The business’s first restaurant, on the southside’s George’s Street, which opened back in 1995, is as fresh as ever, its success a reflection of its authentic tempura, sushi, Japanese grill and ramen dishes, prepared fresh daily.
It’s a family business and right now the family are just back from a road trip around Ireland, inspecting Wagu beef cows in preparation for some new additions to the menu, says director Graham Ryan. That’ll go down nicely with its much loved Hitachino Japanese beer, which it plans to distribute later this year.
It’s also got a new cocktail menu and a new food menu at Ormond Quay, right beside the Ha’penny Bridge.
Surf and seafood
Clontarf Castle made a bit of a splash over the summer with hotel packages that included paddle-boarding packages on its Dollymount Strand doorstep, in partnership with Pure Magic Dublin, the Clontarf-based water sports school.
It’s a great new string to its bow but if you don’t fancy getting your feet wet, you can at appreciate the sea at its Knights Bar. Head chef Stuart Heeney has a great two-course lunch option that includes seafood chowder with fresh Irish salmon and smoked haddock, and Clogherhead crab linguine. There’s also air-dried Connemara ham and Cashel Blue cheese, if you prefer the charcuterie board. Wash it down with its own pale ale, Cluain Tarbh, locally made at The Five Lamps Brewery.
The art of wine
Wine-loving art lovers – are there any other kind? – will appreciate the new Art and Wine Weekend taking place at the sumptuous K Club. The connection is this: the picture-perfect country house at the centre of the resort, Straffan House as was, was built by the renowned wine-making family, the Bartons, in 1832.
It takes place on the weekend of September 27th, and includes a choice of one or two nights’ B&B, a cellar tour led by Lisa O’Doherty, the hotel’s top sommelier, plus a cheese and Barton & Guestier Collection wine-pairing experience, matching Irish cheeses with select B&G wines.
Barton & Guestier is the oldest wine house in Bordeaux, originating in 1725 when Irishman Thomas Barton settled there and set up as a wine merchant. In 1802, his grandson Hugh, builder of the original Straffan House, joined forces with Frenchman Daniel Guestier to create a partnership that abides to the present day.

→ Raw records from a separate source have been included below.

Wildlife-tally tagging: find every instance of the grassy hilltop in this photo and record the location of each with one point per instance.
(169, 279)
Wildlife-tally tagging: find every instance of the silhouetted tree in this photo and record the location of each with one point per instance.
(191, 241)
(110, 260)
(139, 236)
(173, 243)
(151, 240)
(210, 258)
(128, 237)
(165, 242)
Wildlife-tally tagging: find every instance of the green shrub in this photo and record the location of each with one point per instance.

The art side of the house comes not from your own etchings, but from the fact that not only is the house picture perfect, but the K Club is also home to a collection of original paintings by famous artists, including Paul Henry and Jack B Yeats, who has a room dedicated to the largest privately-held collection of his work.
The Art & Wine Weekend also includes an informal and entertaining guided tour of the art and history of The K Club, as well as a four-course dining experience in the atmospheric Byerley Turk restaurant. It’s priced from €269 for one night, and €379 for two nights, based on two sharing.
Dine for Ireland
Whatever you do, don’t put business lunches on the back burner this quarter. You’ll be doing your civic duty by booking them, particularly in the run-up to Brexit. The Restaurants Association of Ireland has warned that one in five restaurants is likely to close in the event of a no-deal Brexit. The sector is already coping with visitor spending down 4 per cent. There’s still no better way to heat up that warm lead, or to seal that deal, so make the booking and eat for Ireland. It’s the least you can do. Cheers.